A: What do you think about Hillary Clinton’s emails and Benghazi?
Q: This is a question that is going to start a line of questions about so-called controversies that both the Democrats and Republicans use to go after each other. I am not an alchemist that specializes in taking manufactured bullshit and spinning it into gold. I do not wish to comment on falsehoods the two parties use to create polarized partisanship, because that does nothing for the political discussion in this nation. We need to stop this negative mentality of burning everything down we don’t agreement with, and start the practice of building up positive things that lay down the foundations of progress for our nation.
Q: So if you don’t think this “manufactured bullshit” is important, what national issues do you think are important?
A: Where do I start? I’ve already talked about ethics and government reform..Hmm…Let’s start on the education system, and work our way towards everything else.
Any child in this nation should be able to attend any school, and get a world class primary education. Our educational levels have been slipping for decades compared to those in Europe. Common Core had a good foundation in regards to the idea of bringing every school to a level that delivers uniformed educations to all students. It failed in regards to deliverance, because it relies too heavily on standardized testing. No Student Left Behind compounds the conundrum by penalizing and takes money away from the schools that need it most.
Instead of using the federal Department of Education to dictate policy to local school boards, it should be reutilized in a supportive role. It should lend aide and help failing school districts, and find ways to focus on brining those districts up to higher standards.
Infrastructure is a big deal. Periodically a group of civil engineers gives American infrastructure a report card. Whenever we do this, we score poorly – especially when compared to our Western counterparts. We see a lot of infrastructure problems in the news, everything from collapsed bridges to undrinkable tap water in Flint. We could create thousands of jobs, and create demand for manufactured goods by rebuilding America’s infrastructure. People will scream “How do we pay for it! How do we pay for it!”. Paying for it is simple, we cut Wall Street subsidies and payouts, and use that money create Main Street jobs while rebuilding America.
Trade with China. Our trade imbalance with China is massive, and it’s only getting worse. One thing I will point out is how China is dumping steel into US Markets. Another is how you can order a .77 cent trinket on Ebay from China, and they can ship it free of charge to your doorstep. The Chinese have excelled at dumping goods into the American market so well, that they have cut out American middlemen like Wal-Mart.
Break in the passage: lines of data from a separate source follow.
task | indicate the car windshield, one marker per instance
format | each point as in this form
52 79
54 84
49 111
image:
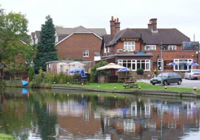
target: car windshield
196 70
163 75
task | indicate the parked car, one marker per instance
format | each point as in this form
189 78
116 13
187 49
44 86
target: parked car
167 78
192 74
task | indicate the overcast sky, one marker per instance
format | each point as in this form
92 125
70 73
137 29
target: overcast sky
181 14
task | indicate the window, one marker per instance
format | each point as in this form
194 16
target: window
160 64
104 49
172 47
86 53
150 47
108 49
135 64
129 46
182 64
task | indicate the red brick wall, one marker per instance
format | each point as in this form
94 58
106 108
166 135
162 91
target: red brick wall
120 45
74 46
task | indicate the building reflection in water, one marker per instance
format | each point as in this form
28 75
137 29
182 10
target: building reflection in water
141 119
85 117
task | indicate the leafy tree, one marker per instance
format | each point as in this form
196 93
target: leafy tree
46 47
13 34
31 73
95 73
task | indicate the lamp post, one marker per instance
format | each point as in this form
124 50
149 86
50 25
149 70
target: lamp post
197 55
161 62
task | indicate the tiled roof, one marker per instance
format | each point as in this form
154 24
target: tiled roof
166 36
80 29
Trade with South and Central America is also something we should look at. Before the Central America Free Trade Agreement, the United States had a trade surplus in Central and South America, and now we have a growing deficit with both regions.
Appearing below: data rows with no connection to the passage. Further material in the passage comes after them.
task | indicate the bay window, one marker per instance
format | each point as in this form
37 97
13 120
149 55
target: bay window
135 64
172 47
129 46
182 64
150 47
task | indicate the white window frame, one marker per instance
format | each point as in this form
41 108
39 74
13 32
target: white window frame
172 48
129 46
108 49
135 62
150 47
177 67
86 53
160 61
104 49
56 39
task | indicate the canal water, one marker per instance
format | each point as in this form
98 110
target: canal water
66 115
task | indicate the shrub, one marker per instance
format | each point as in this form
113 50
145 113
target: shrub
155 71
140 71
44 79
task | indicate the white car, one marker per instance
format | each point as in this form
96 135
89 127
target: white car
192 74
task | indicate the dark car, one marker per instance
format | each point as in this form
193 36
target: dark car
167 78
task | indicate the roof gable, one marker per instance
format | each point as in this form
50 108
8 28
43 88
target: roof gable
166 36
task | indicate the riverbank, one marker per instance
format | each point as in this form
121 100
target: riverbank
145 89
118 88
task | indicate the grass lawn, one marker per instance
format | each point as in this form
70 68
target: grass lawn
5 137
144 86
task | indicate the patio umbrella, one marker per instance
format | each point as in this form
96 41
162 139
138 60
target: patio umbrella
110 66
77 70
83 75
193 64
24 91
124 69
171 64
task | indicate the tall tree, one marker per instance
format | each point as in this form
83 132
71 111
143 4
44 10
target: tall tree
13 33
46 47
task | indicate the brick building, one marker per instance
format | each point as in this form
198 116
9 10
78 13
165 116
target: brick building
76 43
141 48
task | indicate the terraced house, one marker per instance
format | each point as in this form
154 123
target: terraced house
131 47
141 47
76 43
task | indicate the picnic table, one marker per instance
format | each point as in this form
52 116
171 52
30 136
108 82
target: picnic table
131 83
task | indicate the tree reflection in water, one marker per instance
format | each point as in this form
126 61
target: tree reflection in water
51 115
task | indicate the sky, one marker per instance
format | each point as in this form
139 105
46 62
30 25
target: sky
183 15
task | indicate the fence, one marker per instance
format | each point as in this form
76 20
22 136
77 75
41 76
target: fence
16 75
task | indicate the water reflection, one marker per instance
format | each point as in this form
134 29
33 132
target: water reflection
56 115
The tax system has to be reworked. We have a tax system that lawyers and specialists have a hard time understanding. We need to cut out the loopholes, create uniform tax rates, and even the playing field for the middle class and small businesses. We are giving to many special interest tax cuts paid for by taxing the middle class. Even Billionaires like Warren Buffet and Bill Gates are saying their tax rates are unfair for the middle class.